24 de febrero de 2010

Estampa vespertina (la violence et l'amour)



¡Estúpida! ¡No es a Héctor al que debes de sonreírle, es a mí... a mí!

Cinco cuarenta y cinco de la tarde.

A unos cuantos metros de distancia de la reja plateada que separaba el colegio de la calle, cubierta apenas por la sombra del eucalipto más alto del patio, desde allí, sólo me era posible observar por enmedio de los barrotes, sus blancas y ajustadas calcetas reflejando el ámbar resolana de la tarde. Era patente su coqueteo inconciente al caminar desde ese entonces, esa poderosa y estremecedora inocencia concentrada en un par de piernecillas enfundadas en tela, delgados hilos de carne, gráciles columnitas de papel pintado. Diáfana, airosa, de un solo trazo, sin grandes pensamientos pero con enormes ojos color miel, así, tal cual, saliendo tranquilamente de la escuela primaria todas las tardes, de la mano de su madre. Es así como mejor la recuerdo.

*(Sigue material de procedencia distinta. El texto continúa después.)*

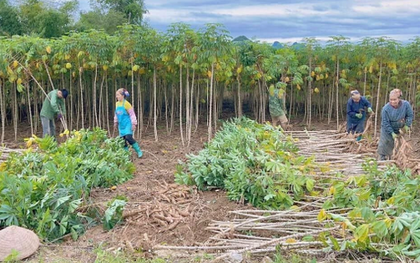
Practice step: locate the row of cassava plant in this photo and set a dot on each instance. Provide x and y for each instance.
(47, 189)
(184, 76)
(255, 163)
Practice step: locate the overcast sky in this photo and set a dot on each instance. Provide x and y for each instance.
(290, 21)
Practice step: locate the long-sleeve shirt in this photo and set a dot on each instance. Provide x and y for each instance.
(395, 118)
(53, 105)
(357, 107)
(277, 103)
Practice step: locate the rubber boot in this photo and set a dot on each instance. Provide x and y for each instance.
(136, 147)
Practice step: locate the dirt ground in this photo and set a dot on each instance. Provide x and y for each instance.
(159, 212)
(153, 197)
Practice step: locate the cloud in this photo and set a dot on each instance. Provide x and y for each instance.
(289, 19)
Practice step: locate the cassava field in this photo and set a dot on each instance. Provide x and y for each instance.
(217, 183)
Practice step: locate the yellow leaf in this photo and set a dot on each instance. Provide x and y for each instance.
(295, 208)
(322, 215)
(291, 241)
(332, 190)
(239, 70)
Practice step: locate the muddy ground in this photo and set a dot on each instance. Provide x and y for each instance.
(159, 212)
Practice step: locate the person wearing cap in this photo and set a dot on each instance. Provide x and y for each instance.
(397, 116)
(277, 105)
(356, 113)
(126, 121)
(52, 107)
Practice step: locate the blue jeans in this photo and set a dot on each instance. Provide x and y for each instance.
(48, 127)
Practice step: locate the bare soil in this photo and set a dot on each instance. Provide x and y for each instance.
(152, 194)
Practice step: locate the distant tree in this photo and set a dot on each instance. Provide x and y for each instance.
(133, 10)
(9, 19)
(99, 20)
(240, 38)
(45, 21)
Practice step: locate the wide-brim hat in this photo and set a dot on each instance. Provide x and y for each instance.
(19, 239)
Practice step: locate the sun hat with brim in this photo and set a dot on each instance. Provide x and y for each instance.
(19, 239)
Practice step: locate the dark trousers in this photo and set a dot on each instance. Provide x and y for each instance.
(128, 139)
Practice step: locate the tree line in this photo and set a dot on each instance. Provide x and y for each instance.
(48, 19)
(183, 76)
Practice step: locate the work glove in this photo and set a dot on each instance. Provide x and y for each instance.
(394, 135)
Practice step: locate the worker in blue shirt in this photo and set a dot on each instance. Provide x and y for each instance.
(356, 113)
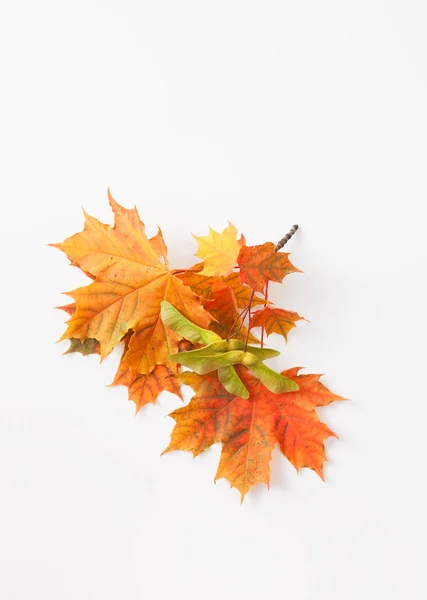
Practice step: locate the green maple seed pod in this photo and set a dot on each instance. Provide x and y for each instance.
(250, 360)
(173, 319)
(274, 382)
(232, 382)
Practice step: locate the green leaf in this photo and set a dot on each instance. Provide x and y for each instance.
(276, 383)
(232, 382)
(173, 319)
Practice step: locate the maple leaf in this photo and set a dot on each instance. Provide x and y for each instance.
(219, 251)
(130, 282)
(249, 429)
(275, 320)
(89, 346)
(260, 264)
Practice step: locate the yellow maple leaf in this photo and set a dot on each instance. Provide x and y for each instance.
(219, 251)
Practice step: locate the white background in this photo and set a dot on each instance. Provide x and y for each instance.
(266, 113)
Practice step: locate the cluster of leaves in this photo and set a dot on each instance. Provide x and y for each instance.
(203, 318)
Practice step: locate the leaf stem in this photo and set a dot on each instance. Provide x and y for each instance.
(286, 238)
(249, 318)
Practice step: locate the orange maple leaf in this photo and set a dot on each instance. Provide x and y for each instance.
(260, 264)
(275, 320)
(249, 429)
(130, 280)
(219, 251)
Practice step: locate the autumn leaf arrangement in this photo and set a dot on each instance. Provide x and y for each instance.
(205, 327)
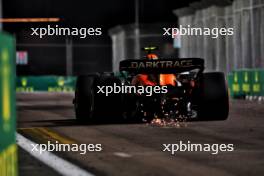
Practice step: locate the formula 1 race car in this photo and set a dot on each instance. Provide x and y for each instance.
(149, 88)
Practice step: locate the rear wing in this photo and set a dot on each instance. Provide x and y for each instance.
(161, 65)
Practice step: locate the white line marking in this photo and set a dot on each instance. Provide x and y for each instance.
(58, 164)
(123, 155)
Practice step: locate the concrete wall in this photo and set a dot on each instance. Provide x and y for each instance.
(244, 49)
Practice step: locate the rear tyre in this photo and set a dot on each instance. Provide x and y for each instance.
(213, 97)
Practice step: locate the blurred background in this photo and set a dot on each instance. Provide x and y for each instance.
(129, 25)
(51, 64)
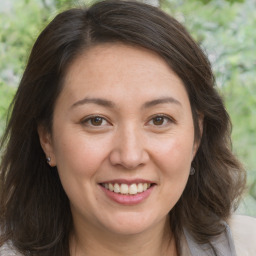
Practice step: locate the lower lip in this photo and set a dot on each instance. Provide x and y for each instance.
(128, 199)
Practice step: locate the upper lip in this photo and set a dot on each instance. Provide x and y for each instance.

La mamá habla: - ¿Quieres un helado?

- ¡Sí! De fresa con chocolate... ¡también con vainilla!

Se lo compra. Las dos se marchan del local, suben a su auto y se pierden a lo lejos. Mi rostro sabe a sal, se ha secado el sudor. Estoy hecho un asco ¡Mira nada más estos pantalones! Ya no debo de correr tanto en el receso: me lo han dicho mi maestra y mi papá muchas veces. Debo estar todo despeinado y apestoso. A lo mejor por eso ella ya no se me acerca...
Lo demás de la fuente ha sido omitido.